Piscine de la Ganterie
- Interactive map of Piscine de la Ganterie
- Coordinates: 46°34′12″N 0°22′07″E﻿ / ﻿46.56996°N 0.36861°E
- Type: Indoor, outdoor
- Dimensions: Length: 50 metre (main outdoor pool) 25 metre (indoor pool 1) 15 metre (indoor pool 2); Width: 15 metre (main outdoor pool) 15 metre (indoor pool 1) 15 metre (indoor pool 2); Depth: 5.5 metre (outdoor diving pool);

Construction
- Opened: 1966

= Centre sportif de la Ganterie =

Public sports complex in Poitiers, France

Centre sportif de la Ganterie, sometimes called Complexe sportif de la Ganterie, is a public sports complex located on the eponymous rue de la Ganterie in Poitiers, Vienne, France. It consists of an aquatic center and an indoor arena. A private ice rink, which was later acquired by the city and integrated into the swimming pool's heating system, is located close by and considered a semi-official part of the ensemble.

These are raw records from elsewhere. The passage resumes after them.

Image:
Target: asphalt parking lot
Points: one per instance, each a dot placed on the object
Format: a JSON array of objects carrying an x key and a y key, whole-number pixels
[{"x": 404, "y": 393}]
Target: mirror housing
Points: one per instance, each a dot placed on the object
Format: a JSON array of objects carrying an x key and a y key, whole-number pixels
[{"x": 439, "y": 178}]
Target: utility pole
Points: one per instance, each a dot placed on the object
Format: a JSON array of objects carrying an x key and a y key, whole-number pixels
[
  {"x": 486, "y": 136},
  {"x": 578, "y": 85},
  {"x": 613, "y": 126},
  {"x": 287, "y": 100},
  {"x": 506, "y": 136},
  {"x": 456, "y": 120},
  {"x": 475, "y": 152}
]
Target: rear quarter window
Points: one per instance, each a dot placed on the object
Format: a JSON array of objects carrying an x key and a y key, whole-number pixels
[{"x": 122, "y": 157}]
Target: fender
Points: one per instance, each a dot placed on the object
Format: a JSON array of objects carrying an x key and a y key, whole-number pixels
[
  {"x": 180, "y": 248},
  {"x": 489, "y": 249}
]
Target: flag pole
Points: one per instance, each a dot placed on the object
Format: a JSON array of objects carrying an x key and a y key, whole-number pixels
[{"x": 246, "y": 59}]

Most of the complex's venues host sections of multisports association Stade Poitevin, and it is located close to Stade Poitevin's headquarters at Stade Paul-Rébeilleau.

==La Ganterie Swimming Pool==
Opened in 1966, the indoor area features a 25-metre and a 15-metre pool. The outdoor area, which opened in 1968, features a 50-metre pool and a diving pool. In 1980, the main outdoor pool was covered with a bubble for the winter months. In 2019, the bubble was removed and it became a year-round outdoor heated pool, which was partly made possible by heat recycled from the ice rink. It also houses a dojo and a gym.

==Salle omnisports Frédéric-Lawson-Body==
Opened in 1970, this indoor hall is best known as the home venue for the Stade poitevin volley beach, and was briefly the home court for Poitiers basket 86. Originally known as Salle omnisports de la Ganterie, it was renamed in honor of French-Togolese volleyball player Frédéric Lawson-Body, following his untimely death from meningitis in 1989.

The hall represents a rare departure from architects Jean-Claude Dondel and Roger Dhuit's usual functionalist style, and its arched roof has earned it comparisons to the Eero Saarinen-designed Ingalls Rink at Yale University. A restaurant connecting the hall to the swimming pool was considered during the design phase, but it was abandoned and the buildings have remained separate.

==Poitiers Municipal Ice Rink==

Opened in 1969 across the street from Centre sportif de la Ganterie, the ice rink was part of the same redevelopment wave but was originally a separate, private venture. It has since then become a public facility. In 2013–2014, it underwent renovations for aesthetic and environmental purposes, during which it was connected to the swimming pool by a waste heat recovery system.

In 2017, it was at the center of a feud for ice time between World Champion figure skater Brian Joubert's new club and his former Stade poitevin club de glace.

It is home to the Stade Poitevin ice hockey team. It hosted the French Junior Figure Skating Championships in 2016.